Dupuytren’s contracture is described as an involuntary contracture of the hands and fingers that can make mundane tasks such as shaking hands or typing very difficult. Doctors aren’t sure what the exact cause of it is, but they know that there are many risk factors that increase your odds of getting the disease at some point in your life.
There are far too many risk factors to list in this article, and if we tried we’d be here all day, so we’re just going to have a look at eight of the most common and well-researched risk factors that could lead to Dupuytren’s contracture.
Bear in mind that while these are the most common risk factors, they aren’t the only ones. You should still go for a checkup if you notice yourself coming down with the symptoms of Dupuytren’s contracture even if you don’t carry any of the risk factors expressed in this article.

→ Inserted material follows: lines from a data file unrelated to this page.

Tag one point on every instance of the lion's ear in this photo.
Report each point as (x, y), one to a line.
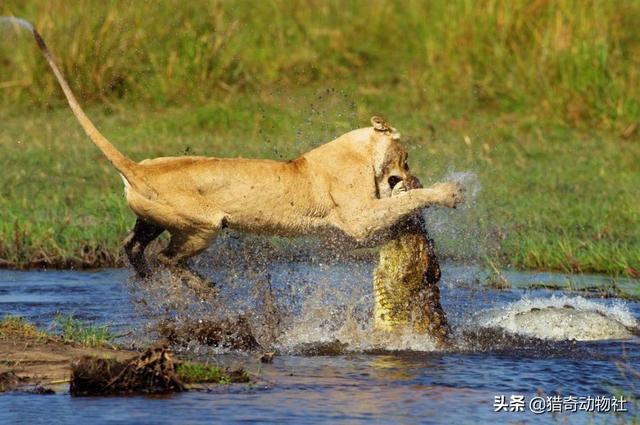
(379, 124)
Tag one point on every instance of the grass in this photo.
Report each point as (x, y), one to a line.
(190, 373)
(571, 60)
(83, 333)
(532, 97)
(551, 197)
(66, 327)
(14, 327)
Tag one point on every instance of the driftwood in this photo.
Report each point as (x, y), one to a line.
(151, 372)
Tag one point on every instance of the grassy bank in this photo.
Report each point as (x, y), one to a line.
(551, 197)
(538, 99)
(572, 60)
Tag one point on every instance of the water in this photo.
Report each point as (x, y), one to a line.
(366, 384)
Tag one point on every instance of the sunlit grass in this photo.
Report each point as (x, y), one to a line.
(552, 197)
(77, 331)
(569, 60)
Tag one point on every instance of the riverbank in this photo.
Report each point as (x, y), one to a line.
(36, 361)
(547, 196)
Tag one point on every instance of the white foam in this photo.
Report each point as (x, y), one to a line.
(550, 318)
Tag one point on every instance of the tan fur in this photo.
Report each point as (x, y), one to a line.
(341, 188)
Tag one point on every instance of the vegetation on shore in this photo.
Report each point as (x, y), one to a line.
(66, 328)
(538, 99)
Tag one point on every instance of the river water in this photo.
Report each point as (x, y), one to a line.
(403, 380)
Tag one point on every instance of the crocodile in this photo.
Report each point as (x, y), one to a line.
(405, 281)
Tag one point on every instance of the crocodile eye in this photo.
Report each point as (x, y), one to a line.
(394, 180)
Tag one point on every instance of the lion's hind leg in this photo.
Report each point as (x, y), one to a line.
(184, 244)
(142, 235)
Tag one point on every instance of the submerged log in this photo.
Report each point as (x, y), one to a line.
(405, 282)
(151, 372)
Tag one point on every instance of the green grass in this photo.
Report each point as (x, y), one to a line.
(86, 334)
(571, 60)
(552, 197)
(530, 96)
(12, 327)
(200, 373)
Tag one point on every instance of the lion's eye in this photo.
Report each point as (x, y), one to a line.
(393, 181)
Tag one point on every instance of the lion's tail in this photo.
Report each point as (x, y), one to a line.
(124, 165)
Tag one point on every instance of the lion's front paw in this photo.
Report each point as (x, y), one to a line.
(451, 194)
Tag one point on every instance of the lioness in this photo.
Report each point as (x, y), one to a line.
(340, 188)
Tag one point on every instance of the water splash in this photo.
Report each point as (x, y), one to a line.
(561, 318)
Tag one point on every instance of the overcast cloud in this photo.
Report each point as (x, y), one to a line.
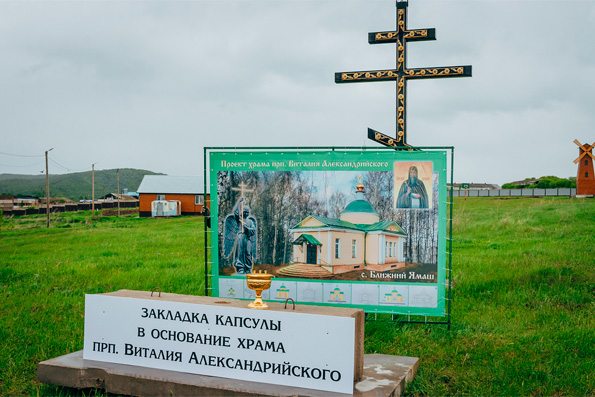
(149, 84)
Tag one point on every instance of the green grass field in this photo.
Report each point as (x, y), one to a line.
(523, 312)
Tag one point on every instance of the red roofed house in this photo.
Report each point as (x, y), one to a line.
(189, 190)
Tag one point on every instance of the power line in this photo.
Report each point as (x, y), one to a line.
(66, 168)
(20, 155)
(30, 165)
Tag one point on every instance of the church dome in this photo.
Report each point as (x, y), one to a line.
(360, 211)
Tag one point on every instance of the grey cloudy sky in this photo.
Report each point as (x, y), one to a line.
(148, 84)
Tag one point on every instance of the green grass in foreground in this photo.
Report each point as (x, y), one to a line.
(45, 273)
(524, 304)
(523, 311)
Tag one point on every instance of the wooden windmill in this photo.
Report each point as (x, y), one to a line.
(585, 178)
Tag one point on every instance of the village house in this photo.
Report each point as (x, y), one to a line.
(188, 190)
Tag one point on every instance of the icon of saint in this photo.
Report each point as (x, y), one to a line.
(412, 193)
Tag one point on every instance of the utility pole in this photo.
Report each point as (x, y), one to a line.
(47, 188)
(93, 189)
(118, 192)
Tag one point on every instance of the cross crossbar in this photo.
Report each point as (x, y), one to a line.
(401, 36)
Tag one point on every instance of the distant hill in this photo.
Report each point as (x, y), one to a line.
(76, 186)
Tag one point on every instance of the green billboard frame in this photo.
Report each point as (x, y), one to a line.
(439, 315)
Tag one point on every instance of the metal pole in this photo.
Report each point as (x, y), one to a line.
(47, 189)
(92, 189)
(205, 232)
(118, 182)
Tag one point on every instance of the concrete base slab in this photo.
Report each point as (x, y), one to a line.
(383, 375)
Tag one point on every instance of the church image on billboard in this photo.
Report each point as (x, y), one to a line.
(357, 239)
(331, 225)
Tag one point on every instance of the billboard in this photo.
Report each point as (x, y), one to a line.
(356, 228)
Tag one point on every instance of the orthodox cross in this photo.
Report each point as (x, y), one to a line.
(401, 36)
(242, 189)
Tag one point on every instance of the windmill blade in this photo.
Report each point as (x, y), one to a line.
(581, 156)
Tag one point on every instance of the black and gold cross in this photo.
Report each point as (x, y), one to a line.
(401, 74)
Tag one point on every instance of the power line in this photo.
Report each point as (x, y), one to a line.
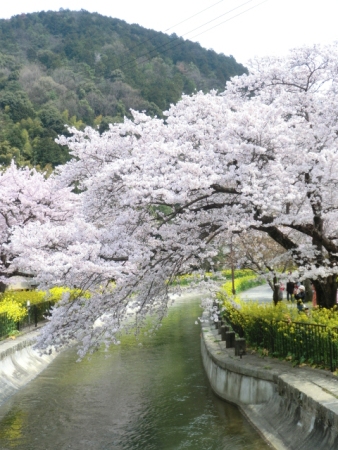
(179, 38)
(183, 21)
(191, 17)
(239, 14)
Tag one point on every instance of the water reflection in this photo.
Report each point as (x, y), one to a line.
(154, 396)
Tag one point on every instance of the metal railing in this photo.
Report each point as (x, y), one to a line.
(302, 342)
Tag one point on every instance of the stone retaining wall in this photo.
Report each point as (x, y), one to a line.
(19, 364)
(293, 409)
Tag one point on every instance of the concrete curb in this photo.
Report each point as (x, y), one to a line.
(292, 408)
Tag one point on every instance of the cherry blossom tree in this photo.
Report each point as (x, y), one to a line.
(157, 197)
(26, 196)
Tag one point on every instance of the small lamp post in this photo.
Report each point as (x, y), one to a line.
(29, 313)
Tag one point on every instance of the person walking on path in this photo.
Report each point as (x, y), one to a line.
(290, 287)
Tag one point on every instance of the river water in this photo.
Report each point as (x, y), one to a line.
(150, 394)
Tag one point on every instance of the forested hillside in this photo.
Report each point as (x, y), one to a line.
(80, 68)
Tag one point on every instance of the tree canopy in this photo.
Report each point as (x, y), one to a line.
(157, 197)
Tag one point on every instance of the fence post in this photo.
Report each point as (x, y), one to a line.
(240, 347)
(332, 365)
(230, 339)
(224, 329)
(35, 315)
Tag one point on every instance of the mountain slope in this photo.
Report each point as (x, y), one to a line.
(82, 68)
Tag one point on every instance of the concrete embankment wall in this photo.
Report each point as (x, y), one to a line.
(19, 364)
(292, 408)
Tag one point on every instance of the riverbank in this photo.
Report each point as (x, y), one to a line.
(20, 363)
(292, 408)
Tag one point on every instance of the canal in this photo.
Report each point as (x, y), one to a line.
(150, 394)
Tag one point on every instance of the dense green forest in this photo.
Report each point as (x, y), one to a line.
(80, 68)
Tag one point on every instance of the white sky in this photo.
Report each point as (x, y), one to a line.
(271, 27)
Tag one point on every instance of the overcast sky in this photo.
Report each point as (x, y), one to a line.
(261, 27)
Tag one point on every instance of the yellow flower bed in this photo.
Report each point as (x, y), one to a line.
(14, 302)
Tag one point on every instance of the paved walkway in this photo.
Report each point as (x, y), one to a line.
(262, 294)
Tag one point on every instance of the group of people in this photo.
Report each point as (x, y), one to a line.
(296, 291)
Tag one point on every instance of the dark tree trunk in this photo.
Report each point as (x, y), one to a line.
(326, 291)
(275, 290)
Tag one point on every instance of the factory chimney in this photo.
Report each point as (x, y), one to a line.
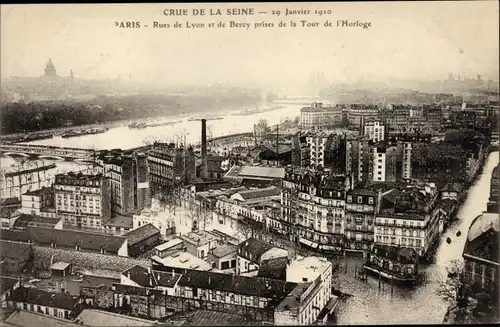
(204, 160)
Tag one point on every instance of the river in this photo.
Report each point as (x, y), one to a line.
(368, 304)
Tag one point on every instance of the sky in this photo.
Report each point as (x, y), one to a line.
(406, 40)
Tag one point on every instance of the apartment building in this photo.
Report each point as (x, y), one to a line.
(361, 208)
(82, 200)
(374, 129)
(129, 180)
(319, 116)
(313, 206)
(409, 217)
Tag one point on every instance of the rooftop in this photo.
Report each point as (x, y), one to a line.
(6, 284)
(39, 192)
(25, 219)
(145, 277)
(214, 318)
(253, 249)
(306, 269)
(92, 317)
(251, 286)
(49, 299)
(169, 244)
(199, 238)
(142, 233)
(183, 260)
(224, 250)
(25, 318)
(65, 238)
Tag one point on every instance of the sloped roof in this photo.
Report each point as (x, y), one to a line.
(224, 250)
(66, 238)
(49, 299)
(264, 287)
(139, 234)
(256, 248)
(260, 193)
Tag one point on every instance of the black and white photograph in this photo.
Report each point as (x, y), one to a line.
(245, 164)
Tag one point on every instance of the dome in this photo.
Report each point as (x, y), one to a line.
(50, 65)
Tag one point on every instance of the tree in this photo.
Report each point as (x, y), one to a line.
(453, 289)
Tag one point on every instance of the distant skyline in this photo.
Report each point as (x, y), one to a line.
(407, 41)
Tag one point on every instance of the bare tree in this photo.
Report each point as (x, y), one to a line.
(453, 289)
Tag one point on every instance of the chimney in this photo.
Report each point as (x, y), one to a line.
(204, 162)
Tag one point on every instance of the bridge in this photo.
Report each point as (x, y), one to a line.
(48, 152)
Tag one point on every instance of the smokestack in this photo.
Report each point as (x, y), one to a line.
(204, 161)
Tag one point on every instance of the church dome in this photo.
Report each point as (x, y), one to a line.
(50, 65)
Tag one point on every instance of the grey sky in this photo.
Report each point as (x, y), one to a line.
(407, 40)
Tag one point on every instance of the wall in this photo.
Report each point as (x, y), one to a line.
(100, 264)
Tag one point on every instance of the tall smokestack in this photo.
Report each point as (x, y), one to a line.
(204, 160)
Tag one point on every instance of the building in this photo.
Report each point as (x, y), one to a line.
(361, 208)
(50, 69)
(169, 165)
(224, 258)
(129, 180)
(238, 174)
(7, 285)
(387, 162)
(313, 208)
(69, 239)
(200, 243)
(312, 300)
(15, 256)
(327, 151)
(19, 179)
(252, 252)
(179, 261)
(61, 305)
(409, 217)
(493, 205)
(374, 129)
(319, 116)
(398, 264)
(357, 113)
(168, 248)
(24, 221)
(452, 191)
(161, 219)
(82, 200)
(480, 255)
(142, 239)
(34, 202)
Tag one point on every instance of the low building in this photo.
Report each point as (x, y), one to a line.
(252, 252)
(15, 256)
(254, 173)
(33, 202)
(179, 262)
(161, 219)
(145, 277)
(69, 239)
(312, 300)
(168, 248)
(223, 257)
(200, 243)
(395, 263)
(25, 220)
(61, 305)
(7, 285)
(481, 255)
(83, 200)
(452, 191)
(142, 239)
(409, 217)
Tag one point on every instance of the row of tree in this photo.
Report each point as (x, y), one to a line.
(37, 116)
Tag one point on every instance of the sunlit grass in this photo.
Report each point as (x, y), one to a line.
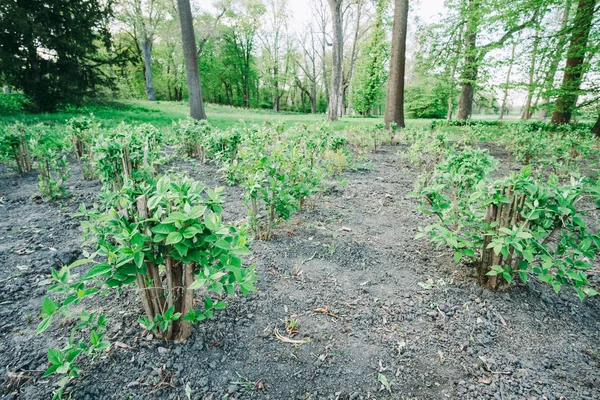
(163, 113)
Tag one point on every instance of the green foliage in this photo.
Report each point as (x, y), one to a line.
(53, 53)
(192, 136)
(515, 226)
(13, 103)
(82, 132)
(426, 98)
(14, 145)
(169, 227)
(279, 171)
(371, 74)
(127, 152)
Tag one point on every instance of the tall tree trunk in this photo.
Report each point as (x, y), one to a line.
(567, 99)
(191, 59)
(530, 84)
(507, 83)
(336, 94)
(549, 79)
(394, 108)
(596, 128)
(469, 73)
(146, 47)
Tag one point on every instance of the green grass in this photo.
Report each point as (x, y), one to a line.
(163, 113)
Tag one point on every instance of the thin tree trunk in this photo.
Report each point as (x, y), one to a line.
(146, 47)
(510, 65)
(530, 86)
(337, 85)
(394, 109)
(469, 74)
(567, 99)
(191, 60)
(549, 79)
(596, 128)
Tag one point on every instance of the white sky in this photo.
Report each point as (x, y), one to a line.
(424, 9)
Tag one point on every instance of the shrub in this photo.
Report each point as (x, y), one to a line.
(127, 153)
(192, 136)
(278, 173)
(82, 132)
(14, 145)
(167, 238)
(515, 226)
(50, 155)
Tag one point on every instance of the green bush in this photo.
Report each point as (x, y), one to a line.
(166, 237)
(13, 103)
(517, 226)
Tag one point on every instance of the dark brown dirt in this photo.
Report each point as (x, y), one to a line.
(400, 308)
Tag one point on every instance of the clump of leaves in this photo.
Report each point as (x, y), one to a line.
(49, 151)
(277, 175)
(82, 132)
(127, 153)
(14, 139)
(192, 136)
(166, 237)
(518, 226)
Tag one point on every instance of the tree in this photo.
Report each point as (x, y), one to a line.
(277, 18)
(336, 95)
(511, 61)
(479, 14)
(575, 67)
(190, 53)
(308, 65)
(394, 108)
(596, 128)
(144, 16)
(555, 56)
(371, 73)
(51, 49)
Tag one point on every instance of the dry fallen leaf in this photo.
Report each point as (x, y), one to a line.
(325, 310)
(286, 339)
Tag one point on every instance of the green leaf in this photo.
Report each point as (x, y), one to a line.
(222, 244)
(164, 229)
(98, 270)
(55, 357)
(48, 307)
(197, 284)
(43, 325)
(77, 263)
(174, 237)
(208, 303)
(457, 256)
(182, 249)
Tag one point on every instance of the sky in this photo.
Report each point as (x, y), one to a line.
(425, 9)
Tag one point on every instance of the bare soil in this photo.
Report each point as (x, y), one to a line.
(397, 307)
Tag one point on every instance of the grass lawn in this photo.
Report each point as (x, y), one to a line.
(163, 113)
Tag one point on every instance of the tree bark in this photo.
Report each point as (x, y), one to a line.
(394, 108)
(574, 70)
(336, 94)
(549, 79)
(530, 86)
(146, 47)
(191, 59)
(596, 128)
(510, 65)
(469, 73)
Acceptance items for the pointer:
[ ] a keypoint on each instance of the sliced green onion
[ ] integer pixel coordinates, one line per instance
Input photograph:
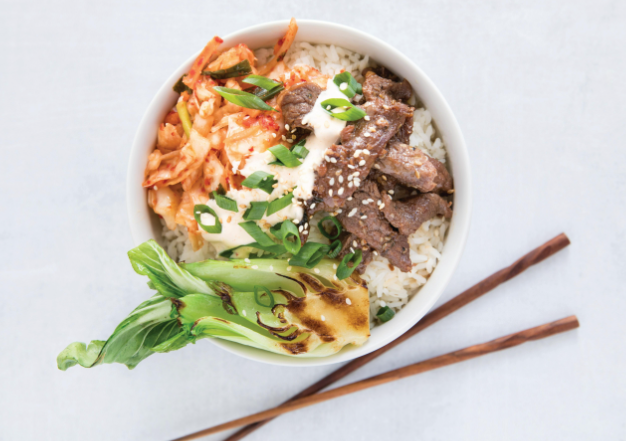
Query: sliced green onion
(344, 271)
(181, 87)
(287, 231)
(284, 155)
(325, 233)
(310, 255)
(183, 114)
(279, 204)
(262, 82)
(385, 314)
(335, 248)
(267, 94)
(352, 86)
(257, 234)
(256, 211)
(243, 99)
(267, 292)
(224, 202)
(350, 112)
(262, 180)
(198, 210)
(238, 70)
(299, 150)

Age is one of the main risk factors of Dupuytren’s contracture. There are many diseases, and while it might sound silly to say that they time their appearances, it really seems as though that’s the case. There are many diseases that will target specific ages such as children or the elderly.
Smallpox was a disease historically known to target those with weaker immune systems such as young children or old people but later attacked even young and healthy people during the largest outbreak in history. Back on topic, studies have shown that Dupuytren’s contracture also targets a specific age group — those over the age of 50.
Those who are middle-aged or older have a significantly higher chance of getting Dupuytren’s contracture based on various studies that have been conducted to see which age groups had the highest number of Dupuytren’s contracture cases.